5. The multi-target association identification method for UAV swarms according to claim 4, characterized in that, The step of filtering the local multi-target detection information based on the spatial distance to obtain the first local detection information includes: The local detection information corresponding to the detection targets whose spatial distance is less than a preset error threshold is filtered out from the local multi-target detection information to obtain the first local detection information.

6. The multi-target association identification method for UAV swarms according to any one of claims 1-3, characterized in that, The step of obtaining the identity identifiers of each of the third UAVs based on the target positioning information includes: Based on the target positioning information, the longitude, latitude, and elevation values ​​of each of the third UAVs are obtained; The third UAVs are sorted according to the longitude, latitude, and elevation values. Based on the sorting results, each of the third UAVs is assigned a unique digital code as its identity identifier.

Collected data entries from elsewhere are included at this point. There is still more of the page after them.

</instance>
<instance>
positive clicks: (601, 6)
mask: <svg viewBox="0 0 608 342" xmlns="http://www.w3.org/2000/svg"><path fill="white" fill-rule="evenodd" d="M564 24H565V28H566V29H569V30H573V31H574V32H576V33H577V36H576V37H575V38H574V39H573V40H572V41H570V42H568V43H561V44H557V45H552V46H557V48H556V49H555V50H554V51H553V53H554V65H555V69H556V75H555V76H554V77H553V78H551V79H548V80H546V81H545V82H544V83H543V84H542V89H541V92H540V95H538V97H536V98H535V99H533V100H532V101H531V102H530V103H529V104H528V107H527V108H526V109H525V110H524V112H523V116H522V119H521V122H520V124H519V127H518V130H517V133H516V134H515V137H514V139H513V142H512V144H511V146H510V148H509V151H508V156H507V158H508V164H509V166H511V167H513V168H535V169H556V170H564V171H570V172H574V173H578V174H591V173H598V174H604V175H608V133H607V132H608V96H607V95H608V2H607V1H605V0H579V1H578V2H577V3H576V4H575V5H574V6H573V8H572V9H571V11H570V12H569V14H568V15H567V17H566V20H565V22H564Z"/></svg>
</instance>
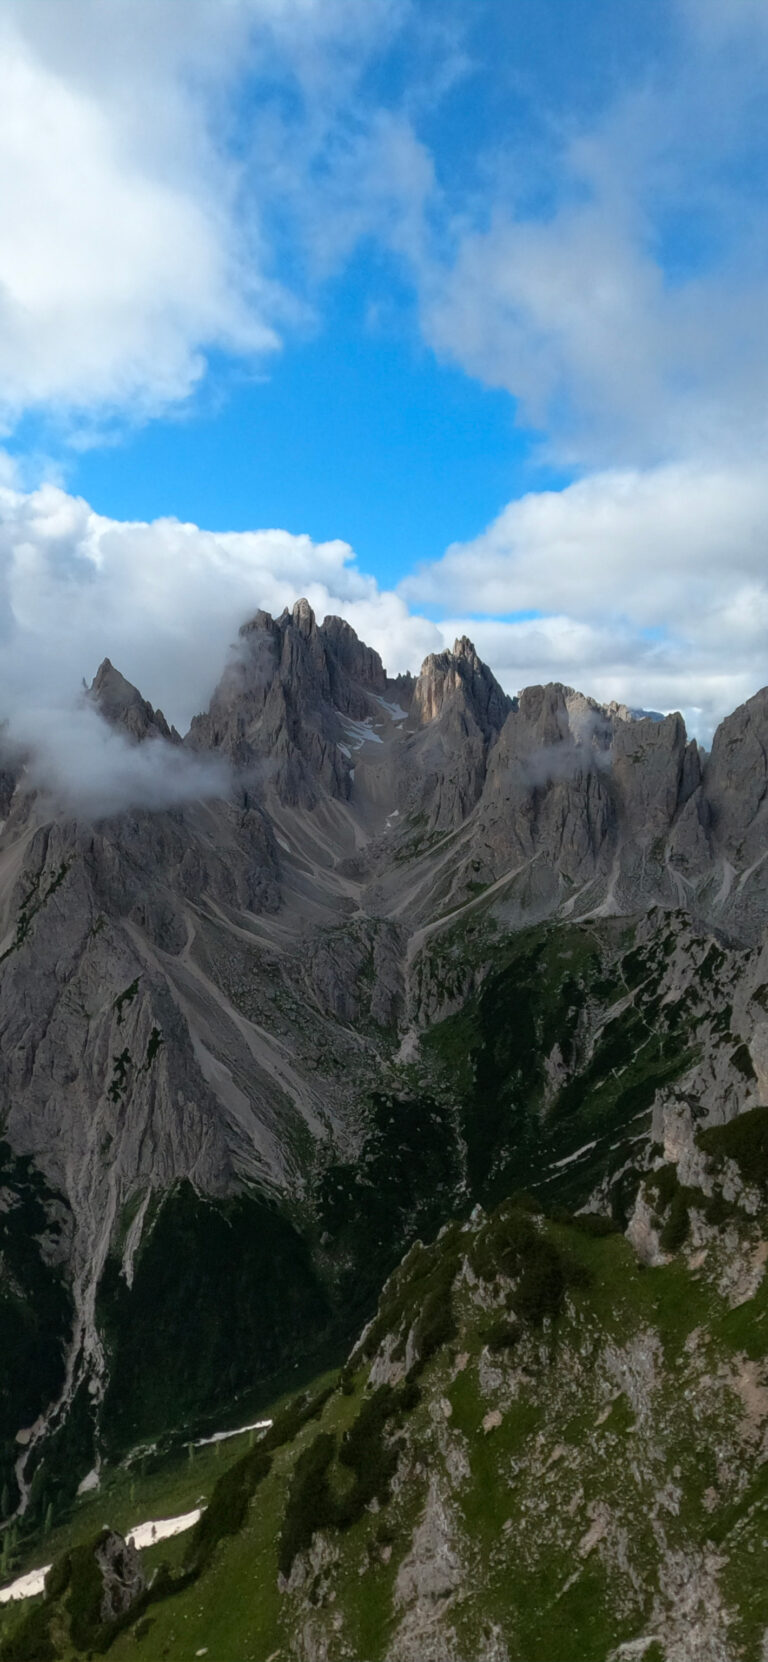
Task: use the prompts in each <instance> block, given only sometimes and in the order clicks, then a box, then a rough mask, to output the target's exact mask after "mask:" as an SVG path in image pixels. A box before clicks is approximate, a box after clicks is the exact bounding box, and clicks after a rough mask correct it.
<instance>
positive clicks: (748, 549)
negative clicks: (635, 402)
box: [0, 465, 768, 745]
mask: <svg viewBox="0 0 768 1662" xmlns="http://www.w3.org/2000/svg"><path fill="white" fill-rule="evenodd" d="M766 545H768V485H766V484H765V480H763V479H761V475H760V472H758V470H756V469H755V470H743V472H741V474H738V472H735V470H731V472H728V470H725V469H723V470H721V472H720V474H718V475H708V474H705V472H702V470H695V469H690V467H682V465H678V467H667V469H658V470H657V472H655V474H640V472H623V474H615V472H607V474H602V475H595V477H590V479H587V480H582V482H578V484H575V485H570V487H569V489H567V490H564V492H544V494H539V495H529V497H524V499H522V500H520V502H514V504H510V505H509V507H507V509H505V510H504V514H502V515H499V519H497V520H495V522H494V524H492V525H490V527H489V529H487V532H484V534H482V535H480V537H477V538H474V542H470V543H462V545H454V547H452V548H449V550H447V553H446V555H444V558H442V560H441V562H436V563H434V565H431V567H426V568H422V570H419V572H416V573H414V575H412V577H411V578H407V580H406V582H404V583H402V585H401V592H399V593H394V592H392V590H382V588H379V585H377V583H376V580H374V578H372V577H367V575H366V573H364V572H361V570H359V567H357V563H356V560H354V553H352V550H351V548H349V545H347V543H344V542H326V543H314V542H313V540H311V538H309V537H296V535H291V534H288V532H281V530H254V532H208V530H201V529H199V527H196V525H181V524H180V522H178V520H171V519H165V520H155V522H153V524H131V522H125V524H123V522H116V520H110V519H105V517H101V515H98V514H95V512H93V510H91V509H90V507H88V504H86V502H83V500H80V499H76V497H71V495H68V494H66V492H63V490H60V489H58V487H53V485H47V487H43V489H40V490H35V492H30V494H27V495H25V494H23V492H20V490H18V489H8V487H5V489H0V715H8V716H10V720H12V731H13V733H15V735H17V736H22V731H23V736H25V738H28V735H30V731H32V730H35V728H38V730H40V733H43V735H45V733H47V731H53V730H52V726H50V721H52V716H50V711H52V710H58V711H65V713H66V711H70V710H71V706H73V701H76V691H78V688H80V685H81V678H83V676H86V678H88V680H90V678H91V676H93V673H95V670H96V666H98V663H100V661H101V658H103V656H110V658H111V661H113V663H115V665H116V666H118V668H120V670H121V671H123V675H126V676H128V678H130V680H131V681H135V685H136V686H138V688H140V690H141V693H143V695H145V698H150V700H151V703H155V705H156V706H160V708H163V711H165V715H166V718H168V720H170V721H175V723H176V726H178V728H180V730H185V728H186V725H188V721H190V720H191V716H193V715H194V713H196V711H198V710H201V708H204V706H206V703H208V700H209V695H211V691H213V686H214V683H216V680H218V678H219V675H221V670H223V665H224V660H226V653H228V648H229V643H231V642H233V640H234V638H236V632H238V628H239V625H241V622H244V618H246V617H249V615H251V613H253V612H254V610H256V608H259V607H264V608H266V610H269V612H273V613H279V612H281V610H283V607H284V605H288V607H289V605H293V602H294V600H296V598H298V597H299V595H308V598H309V602H311V605H313V607H314V610H316V613H318V617H319V618H322V617H326V615H327V613H339V615H342V617H346V618H347V620H349V622H351V623H352V627H354V628H356V630H357V635H359V637H361V638H362V640H366V642H367V643H369V645H372V647H376V648H377V650H379V652H381V655H382V660H384V663H386V666H387V668H389V671H391V673H396V671H399V670H414V671H416V670H419V666H421V661H422V658H424V656H426V653H427V652H439V650H442V647H446V645H447V647H450V645H452V643H454V638H455V637H459V635H464V633H465V635H469V637H470V638H474V642H475V645H477V650H479V652H480V655H482V656H484V658H485V661H487V663H490V666H492V668H494V671H495V675H497V676H499V680H500V681H502V685H504V686H505V688H507V690H509V691H519V690H520V688H522V686H525V685H532V683H535V681H550V680H559V681H567V683H570V685H572V686H577V688H580V690H582V691H585V693H592V695H593V696H595V698H598V700H602V701H608V700H612V698H618V700H623V701H627V703H630V705H645V706H652V708H660V710H675V708H680V710H683V713H685V715H687V720H688V723H690V726H692V730H695V731H698V733H700V735H702V736H705V738H706V736H708V735H710V733H711V728H713V725H715V723H716V721H718V720H720V716H723V715H725V713H726V711H728V710H731V708H733V706H735V705H736V703H741V701H743V700H745V698H748V696H750V695H751V693H755V691H756V690H758V686H761V685H763V683H765V680H766V661H768V577H766V572H768V565H766V560H765V548H766ZM419 607H426V608H427V610H437V612H439V613H441V622H432V620H431V618H427V617H424V615H422V613H421V612H419ZM446 612H449V617H446V615H444V613H446ZM530 612H535V613H537V615H535V617H530V615H529V617H515V613H530ZM62 720H63V718H62ZM66 723H68V716H66V721H65V730H66V733H68V731H70V728H68V725H66ZM57 731H58V730H57ZM68 743H70V740H68V738H66V745H68Z"/></svg>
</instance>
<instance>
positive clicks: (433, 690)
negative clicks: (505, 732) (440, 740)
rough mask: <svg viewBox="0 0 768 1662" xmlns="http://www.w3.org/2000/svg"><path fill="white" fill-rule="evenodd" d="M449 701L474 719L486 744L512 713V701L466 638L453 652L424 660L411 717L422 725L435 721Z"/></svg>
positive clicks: (433, 654)
mask: <svg viewBox="0 0 768 1662" xmlns="http://www.w3.org/2000/svg"><path fill="white" fill-rule="evenodd" d="M450 701H457V703H459V705H460V706H462V708H464V710H465V711H467V713H469V715H470V716H472V718H474V721H475V723H477V726H479V730H480V733H482V736H484V738H485V740H490V738H492V736H494V735H495V733H499V730H500V728H502V725H504V721H505V718H507V715H509V711H510V710H512V700H510V698H509V696H507V693H505V691H504V690H502V688H500V686H499V681H497V680H495V675H494V673H492V671H490V670H489V666H487V665H485V663H482V660H480V658H479V656H477V652H475V648H474V645H472V642H470V640H469V638H467V637H465V635H462V638H460V640H457V642H455V643H454V650H452V652H447V650H446V652H432V653H429V656H427V658H424V663H422V666H421V671H419V678H417V681H416V686H414V698H412V715H414V716H416V720H417V721H421V723H422V725H424V723H429V721H434V720H436V718H437V716H441V715H442V711H444V710H446V706H447V705H449V703H450Z"/></svg>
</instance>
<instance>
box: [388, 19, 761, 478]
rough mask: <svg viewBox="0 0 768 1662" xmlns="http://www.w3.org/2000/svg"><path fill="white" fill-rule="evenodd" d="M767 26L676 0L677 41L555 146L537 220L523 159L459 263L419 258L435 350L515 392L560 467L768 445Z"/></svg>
mask: <svg viewBox="0 0 768 1662" xmlns="http://www.w3.org/2000/svg"><path fill="white" fill-rule="evenodd" d="M765 15H766V13H765V7H761V5H760V3H751V0H736V3H735V5H726V3H721V0H705V3H703V5H698V0H678V5H677V7H672V8H670V17H668V23H670V32H672V37H673V40H675V45H672V47H670V45H667V50H662V52H660V55H658V61H657V63H653V65H647V66H645V73H643V76H642V78H638V80H637V81H635V83H633V85H627V81H625V80H622V83H620V91H618V93H617V95H615V96H613V100H612V101H608V103H607V105H605V106H603V108H602V110H600V111H598V113H592V118H590V120H588V121H585V120H583V118H582V120H580V121H577V120H574V116H570V118H569V120H565V121H562V123H560V126H559V135H560V143H559V145H552V146H550V153H549V155H547V146H540V153H537V156H535V158H534V165H535V166H537V168H539V170H540V171H542V181H540V184H542V188H540V191H539V193H537V201H535V206H534V208H530V201H525V196H524V194H522V191H520V178H522V179H525V171H527V170H525V166H524V165H522V163H520V158H517V165H515V158H514V156H510V163H509V170H507V175H509V176H507V178H505V175H504V165H502V163H499V165H497V170H495V188H494V193H492V196H490V199H489V196H487V194H485V196H484V199H482V203H480V208H479V211H475V213H472V211H469V213H467V214H464V216H462V219H460V221H459V234H457V236H455V239H454V253H452V258H450V259H447V261H446V259H427V261H424V264H422V269H421V293H422V319H424V329H426V334H427V339H429V341H431V342H432V346H434V347H436V349H437V352H439V354H441V356H444V357H447V359H452V361H454V362H459V364H460V366H462V367H464V369H467V371H469V372H470V374H474V376H479V377H480V379H482V381H485V382H489V384H492V386H500V387H505V389H507V391H509V392H510V394H514V397H515V399H517V401H519V419H520V422H522V424H525V425H532V427H535V429H539V430H540V434H542V445H544V449H545V452H547V454H549V455H555V457H557V459H560V460H567V462H570V464H574V462H575V464H578V465H590V467H605V465H607V464H625V462H633V464H648V465H655V464H658V462H660V460H667V459H670V457H688V459H690V457H700V459H702V457H710V459H711V457H721V455H723V454H728V455H731V457H733V455H740V454H743V450H745V449H746V450H748V452H750V454H753V455H756V454H760V452H761V450H763V449H765V439H766V416H765V411H766V392H768V342H766V334H765V327H763V322H761V319H763V317H765V309H766V302H768V241H766V236H765V219H763V216H761V214H760V208H758V198H756V196H755V178H756V176H760V175H761V166H763V146H765V118H763V115H761V110H763V103H761V86H763V85H765V66H766V47H768V28H766V25H765ZM675 27H677V33H675ZM540 198H544V199H545V201H547V209H545V211H542V206H540Z"/></svg>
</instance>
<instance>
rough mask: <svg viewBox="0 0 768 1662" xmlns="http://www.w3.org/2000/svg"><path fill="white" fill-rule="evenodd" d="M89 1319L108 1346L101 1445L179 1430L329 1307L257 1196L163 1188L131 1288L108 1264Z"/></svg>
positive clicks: (271, 1217)
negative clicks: (207, 1198)
mask: <svg viewBox="0 0 768 1662" xmlns="http://www.w3.org/2000/svg"><path fill="white" fill-rule="evenodd" d="M98 1316H100V1325H101V1328H103V1331H105V1336H106V1343H108V1348H110V1389H108V1393H106V1401H105V1413H103V1431H105V1436H106V1439H108V1443H110V1446H111V1448H126V1446H130V1444H131V1443H138V1441H141V1439H146V1438H151V1436H156V1434H158V1433H161V1431H166V1429H168V1428H173V1426H183V1424H188V1423H193V1421H196V1419H199V1418H201V1416H204V1414H208V1413H211V1411H213V1409H218V1408H219V1404H223V1403H231V1401H233V1399H234V1398H236V1396H238V1393H241V1391H243V1389H246V1388H248V1389H253V1388H254V1386H256V1384H258V1383H259V1379H269V1376H271V1374H274V1373H276V1371H278V1369H279V1368H281V1366H283V1363H284V1360H286V1356H294V1358H299V1356H303V1355H304V1356H308V1355H311V1353H313V1350H316V1348H318V1345H319V1343H321V1341H322V1340H324V1338H326V1336H327V1331H329V1325H331V1308H329V1301H327V1296H326V1293H324V1290H322V1285H321V1281H319V1278H318V1273H316V1270H314V1268H313V1261H311V1255H309V1248H308V1245H306V1242H304V1240H303V1238H301V1235H299V1233H298V1230H296V1228H294V1227H293V1225H291V1223H289V1222H288V1220H286V1218H284V1217H283V1215H281V1213H279V1212H276V1210H274V1207H271V1205H269V1203H268V1202H266V1200H264V1198H263V1197H259V1195H239V1197H236V1198H233V1200H223V1202H213V1200H203V1198H201V1197H199V1195H196V1193H194V1190H193V1188H191V1185H188V1183H185V1185H180V1188H176V1190H175V1192H171V1193H170V1195H168V1197H166V1200H165V1202H163V1205H161V1207H160V1212H158V1215H156V1218H155V1222H153V1225H151V1228H150V1230H148V1233H146V1235H145V1240H143V1245H141V1248H140V1251H138V1256H136V1265H135V1278H133V1288H128V1286H126V1281H125V1280H123V1276H121V1275H120V1263H118V1261H116V1260H113V1261H111V1263H110V1265H108V1268H106V1271H105V1276H103V1281H101V1288H100V1306H98Z"/></svg>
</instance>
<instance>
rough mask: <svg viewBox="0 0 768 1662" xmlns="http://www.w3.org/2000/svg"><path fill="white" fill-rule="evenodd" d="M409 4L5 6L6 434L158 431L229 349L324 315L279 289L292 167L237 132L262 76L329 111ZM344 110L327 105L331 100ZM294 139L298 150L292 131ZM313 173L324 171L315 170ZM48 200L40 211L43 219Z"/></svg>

7. The multi-target association identification method for UAV swarms according to claim 6, characterized in that, The process of sorting the third UAVs according to the longitude, latitude, and elevation values ​​includes: Based on the combat mission of the target drone swarm, determine the comparison priority of each data dimension among the data dimensions corresponding to the longitude value, the data dimensions corresponding to the latitude value, and the data dimensions corresponding to the elevation value; According to the comparison priority, the values ​​corresponding to each of the data dimensions are used as sorting keys to sort the third UAVs.

8. A multi-target association identification system for unmanned aerial vehicle (UAV) swarms, characterized in that, A first drone used in a target drone swarm, the system comprising: The receiving module is used to receive the real-time location information of each of the second drones broadcast by each of the second drones; the second drones are drones in the target drone swarm that have a cooperative relationship with the first drone; The filtering module is used to filter the local multi-target detection information collected by the airborne detection component of the first UAV based on the real-time positioning information to obtain the first local detection information; the first local detection information includes the local detection information of each third UAV that has an anti-cooperative relationship with the first UAV. The positioning module is used to obtain the target positioning information of each of the third drones in a global coordinate system based on the first local detection information and the second local detection information broadcast by each of the second drones; the second local detection information includes the local detection information of each of the third drones that have an anti-cooperative relationship with each of the second drones; the global coordinate system is a unified coordinate system used by the target drone swarm for collaborative detection; The identification module is used to obtain the identity identifier of each of the third UAVs based on the target positioning information.

9. An electronic device comprising a memory, a processor, and a computer program stored in the memory and running on the processor, characterized in that, When the processor executes the computer program, it implements the multi-target association identification method for drone swarms as described in any one of claims 1 to 7.

10. A non-transitory computer-readable storage medium having a computer program stored thereon, characterized in that, When the computer program is executed by the processor, it implements the multi-target association identification method for drone swarms as described in any one of claims 1 to 7.